By Marlene Snyder, Ph.D.
Bullies! Every classroom has at least one. Whose name comes to mind when you hear the word "bully" ? Who was the kid who could upset your day with his verbal, physical, or emotional insults? Most adults who were bullied remember such childhood events vividly.
Bullying among elementary school children and teenagers is a growing problem in many schools in the United States. It's happening in urban, suburban, and rural schools. Kids who have learning disabilities (LD) or Attention-Deficit/Hyperactivity Disorder (AD/HD) are especially vulnerable to bullying problems.
While bullying isn't new, professionals today have a new level of understanding of the problem. Bullying is a learned behavior that can be prevented! Effective bullying prevention programs are being used in progressive school systems throughout the country. It's important for parents, students, teachers, and school administrators to understand and learn to manage bullying that occurs at school and elsewhere.
What is Bullying?
"A student is being bullied or victimized when he or she is exposed, repeatedly and over time, to negative acts on the part of one or more other students. It is a negative action when someone intentionally inflicts, or attempts to inflict, injury or discomfort upon another," says Dan Olweus, a prominent researcher on bullying behaviors. Bullying may involve physical aggression such as fighting, shoving, or kicking; verbal aggression such as name calling; or more subtle acts such as socially isolating another child. With the increase in numbers of personal computers at home, youth have also learned to use email and websites to bully or harass others.
It is important for adults and youth to understand the difference* between bullying and normal conflict.
|Happens occasionally||Happens repeatedly|
|Accidental||Done on purpose|
|Not serious||Serious - threat of physical harm or emotional or psychological hurt|
|Equal emotional reaction||Strong emotional reaction on part of the victim|
|Not seeking power or attention||Seeking power or control|
|Not trying to get something||Trying to gain material things or power|
|Remorseful - takes responsibility||No remorse - blames victim|
|Effort to solve the problem||No effort to solve the problem|
Why Focus on Bullying?
Given the rising concern about violent crime among youth, parents, schools, and communities are concerned about reducing "bullying" behaviors because:
- Persistent bullying can leave long-term scars (e.g., low self-esteem, depression) on victims.
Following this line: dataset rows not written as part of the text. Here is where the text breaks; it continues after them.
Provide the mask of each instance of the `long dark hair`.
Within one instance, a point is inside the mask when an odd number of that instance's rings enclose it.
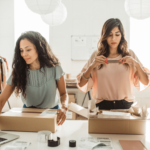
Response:
[[[26,97],[26,85],[27,75],[29,73],[29,65],[26,64],[25,60],[20,54],[20,41],[23,39],[27,39],[35,45],[38,53],[38,60],[40,62],[40,69],[45,66],[53,67],[55,65],[59,65],[59,60],[52,53],[49,44],[40,33],[28,31],[23,33],[18,38],[15,46],[15,53],[12,64],[12,85],[17,96],[19,95],[19,93],[22,93],[22,95]]]
[[[121,54],[122,57],[130,56],[129,50],[128,50],[128,44],[125,39],[124,28],[123,28],[121,21],[118,18],[110,18],[104,23],[102,27],[102,31],[101,31],[101,37],[97,44],[97,47],[98,47],[97,56],[100,56],[100,55],[104,55],[105,57],[109,56],[110,51],[109,51],[109,45],[107,43],[107,38],[111,30],[115,27],[118,27],[121,32],[121,40],[117,49],[118,53]],[[102,67],[103,65],[100,65],[99,69]]]

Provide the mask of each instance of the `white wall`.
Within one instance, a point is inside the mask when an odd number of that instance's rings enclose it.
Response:
[[[0,0],[0,56],[5,57],[11,67],[14,53],[14,0]],[[19,99],[12,95],[9,102],[12,107]],[[5,104],[3,110],[8,109]]]
[[[71,61],[72,35],[100,35],[104,22],[119,18],[129,42],[129,17],[124,10],[124,0],[62,0],[67,8],[66,21],[50,28],[50,45],[60,59],[66,73],[75,77],[86,61]]]
[[[0,0],[0,55],[12,63],[14,50],[14,0]]]

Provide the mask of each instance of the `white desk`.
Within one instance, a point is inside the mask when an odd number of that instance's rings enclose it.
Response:
[[[150,127],[149,127],[150,128]],[[7,131],[6,131],[7,132]],[[150,150],[150,133],[146,135],[119,135],[119,134],[88,134],[88,121],[82,120],[67,120],[62,125],[60,130],[58,131],[58,136],[60,136],[61,141],[58,147],[52,148],[48,147],[46,143],[38,143],[37,142],[37,133],[34,132],[8,132],[20,135],[20,138],[17,140],[29,141],[31,145],[27,148],[27,150],[77,150],[79,144],[80,137],[108,137],[111,138],[112,144],[115,150],[122,150],[119,140],[141,140],[142,143]],[[70,148],[69,140],[76,140],[77,147]],[[0,150],[3,150],[6,145],[4,144],[0,147]]]

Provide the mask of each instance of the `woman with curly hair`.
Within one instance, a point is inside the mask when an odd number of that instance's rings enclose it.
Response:
[[[96,107],[104,110],[129,109],[134,102],[134,86],[141,91],[150,85],[150,73],[128,49],[119,19],[111,18],[104,23],[98,50],[91,55],[77,80],[82,92],[93,88]]]
[[[65,121],[68,98],[64,72],[47,41],[38,32],[25,32],[16,42],[12,75],[0,95],[0,111],[13,91],[17,96],[21,93],[23,108],[58,109],[58,125]]]

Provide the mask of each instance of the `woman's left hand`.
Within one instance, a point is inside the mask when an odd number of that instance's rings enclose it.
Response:
[[[135,67],[137,67],[137,65],[138,65],[138,62],[131,56],[125,56],[125,57],[119,59],[119,62],[120,62],[120,64],[126,63],[130,66],[135,66]]]
[[[57,110],[57,124],[62,125],[65,120],[66,120],[66,110],[58,109]]]

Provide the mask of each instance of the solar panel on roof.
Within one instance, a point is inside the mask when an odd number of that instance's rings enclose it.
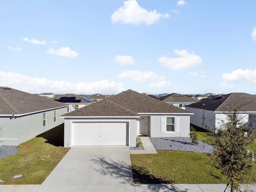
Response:
[[[89,98],[87,98],[86,97],[80,97],[80,98],[86,101],[88,101],[88,102],[93,102],[95,101],[93,99],[89,99]]]

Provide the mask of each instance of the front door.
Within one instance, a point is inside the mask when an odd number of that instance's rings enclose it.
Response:
[[[141,135],[148,135],[148,117],[141,116],[140,118],[140,132]]]

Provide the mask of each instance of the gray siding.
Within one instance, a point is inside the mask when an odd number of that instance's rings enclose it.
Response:
[[[56,122],[54,111],[56,110]],[[1,145],[17,146],[64,122],[60,116],[67,112],[67,108],[14,118],[0,117]],[[43,114],[46,113],[46,125],[43,126]]]

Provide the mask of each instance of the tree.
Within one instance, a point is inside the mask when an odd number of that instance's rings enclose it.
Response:
[[[246,146],[255,142],[255,131],[245,126],[243,116],[235,108],[226,113],[228,120],[222,120],[214,140],[215,162],[225,176],[231,192],[242,191],[240,184],[244,180],[253,165],[252,154],[248,155]],[[247,132],[245,136],[245,132]]]

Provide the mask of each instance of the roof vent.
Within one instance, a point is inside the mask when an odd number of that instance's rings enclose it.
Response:
[[[10,90],[11,88],[9,88],[9,87],[2,87],[2,88],[4,89],[5,89],[5,90]]]

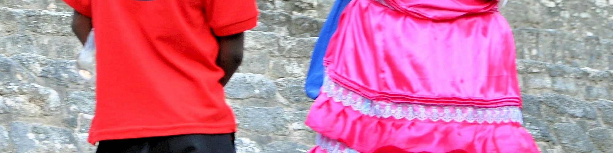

Some victims of bullying may turn to violent means of retaliation. Some severely bullied victims have tried suicide as a means to escape their tormentors.
- Students who bully others are especially likely to engage in other antisocial and delinquent behaviors such as vandalism, shoplifting, truancy, and illicit drug use. This antisocial behavior pattern often will continue into young adulthood.
- Bullying may contribute to a negative school social climate that is not conducive to good social relationships or learning. Everyone is affected by bullying, even those not directly involved in the conflict. Youth who are "bystanders" often watch bullying but don't intervene, because they don't know what to do and may fear retaliation from the bully.
- Bullying is a widespread problem among school children. Surveys of 4th-6th graders in several states indicate that 25 percent of all children had been bullied at least "several times" within a two-month period; about 10 percent had been bullied at least once per week. One in five (20 percent) children reported having taken part in bullying other students at least "several times" within the last two months.